- The train involved was formed of Class X 76500 diesel multiple units, similar to these.

Details
- Date: 11 September 2026 ~19:25 CEST (17:25 UTC)
- Location: Cléon, Seine-Maritime
- Coordinates: 49°18′36″N 1°03′07″E﻿ / ﻿49.31000°N 1.05194°E
- Country: France
- Operator: TER - Nomad Train
- Service: Rouen - Caen
- Incident type: Derailment
- Cause: Suspected sabotage

Statistics
- Trains: 1
- Passengers: 186
- Injured: 44 (1 critical)

= Cléon derailment =

2026 railway accident in Cléon, France

On 11 September 2026, a passenger train derailed at Cléon, Seine-Maritime, France. Forty-four people were injured. The cause is suspected to be sabotage.

==Derailment==
At about 19:25 CEST (16:25 UTC) on 11 September 2026, a passenger train from Rouen to Caen derailed at Cléon, Seine-Maritime, France. The train was formed of two SNCF X 76500 diesel multiple units, 76577 and 76578. One carriage was reported to have overturned and four more were derailed. Of the 186 passengers on board, 44 were injured, one critically. The train was operated by TER. It was reported to have struck an object on the line before it derailed.

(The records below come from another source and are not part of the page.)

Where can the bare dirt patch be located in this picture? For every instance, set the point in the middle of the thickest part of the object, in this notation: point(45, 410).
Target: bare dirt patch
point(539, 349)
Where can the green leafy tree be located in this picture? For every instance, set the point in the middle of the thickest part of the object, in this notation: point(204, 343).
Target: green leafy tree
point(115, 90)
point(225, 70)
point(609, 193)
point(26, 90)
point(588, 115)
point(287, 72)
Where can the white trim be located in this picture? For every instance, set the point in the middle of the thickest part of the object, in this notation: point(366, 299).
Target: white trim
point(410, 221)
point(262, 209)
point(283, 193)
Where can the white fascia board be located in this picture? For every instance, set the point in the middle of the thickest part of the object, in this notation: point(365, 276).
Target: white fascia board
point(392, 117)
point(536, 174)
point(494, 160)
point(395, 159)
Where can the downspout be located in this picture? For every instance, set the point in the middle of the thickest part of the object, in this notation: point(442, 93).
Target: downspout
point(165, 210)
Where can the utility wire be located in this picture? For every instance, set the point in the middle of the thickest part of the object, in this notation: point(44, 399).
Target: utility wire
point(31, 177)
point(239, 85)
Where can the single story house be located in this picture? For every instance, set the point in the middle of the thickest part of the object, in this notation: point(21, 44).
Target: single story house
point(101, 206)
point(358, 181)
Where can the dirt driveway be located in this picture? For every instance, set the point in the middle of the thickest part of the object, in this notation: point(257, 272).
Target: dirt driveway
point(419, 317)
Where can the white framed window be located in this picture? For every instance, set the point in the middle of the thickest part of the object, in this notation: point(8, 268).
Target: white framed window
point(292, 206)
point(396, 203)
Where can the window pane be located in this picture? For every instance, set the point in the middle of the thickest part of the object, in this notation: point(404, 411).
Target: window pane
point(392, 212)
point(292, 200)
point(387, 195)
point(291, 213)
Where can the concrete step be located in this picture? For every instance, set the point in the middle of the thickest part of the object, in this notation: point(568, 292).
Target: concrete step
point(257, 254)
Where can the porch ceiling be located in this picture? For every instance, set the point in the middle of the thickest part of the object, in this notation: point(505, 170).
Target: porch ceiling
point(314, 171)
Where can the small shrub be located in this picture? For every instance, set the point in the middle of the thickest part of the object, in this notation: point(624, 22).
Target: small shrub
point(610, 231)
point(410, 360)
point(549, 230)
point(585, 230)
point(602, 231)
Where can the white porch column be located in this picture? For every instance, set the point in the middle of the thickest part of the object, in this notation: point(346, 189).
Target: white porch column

The local authorities, notability the President of the Regional Council of Normandy, Hervé Morin announced that the suspected object that it struck was a suspected 300 kg piece of rail. Hervé Morin in an interview with French newspaper Ouest-France said that the metal bar didn't arrive on the rails "by accident".

==Aftermath==
Authorities activated a major casualty response plan. More than 140 emergency service workers were dispatched to the scene. SNCF stated that there was major disruption in the area and buses would replace trains. The lines between Rouen and Caen, and between Caen and Le Havre were closed. The train driver was tested for drugs and alcohol after the crash. The results were negative. Police stated that sabotage was suspected to be the cause of the derailment.

==Investigation==
The Bureau d'Enquêtes sur les Accidents de Transport Terrestre is responsible for investigating rail accidents in France. They opened an investigation into the derailment.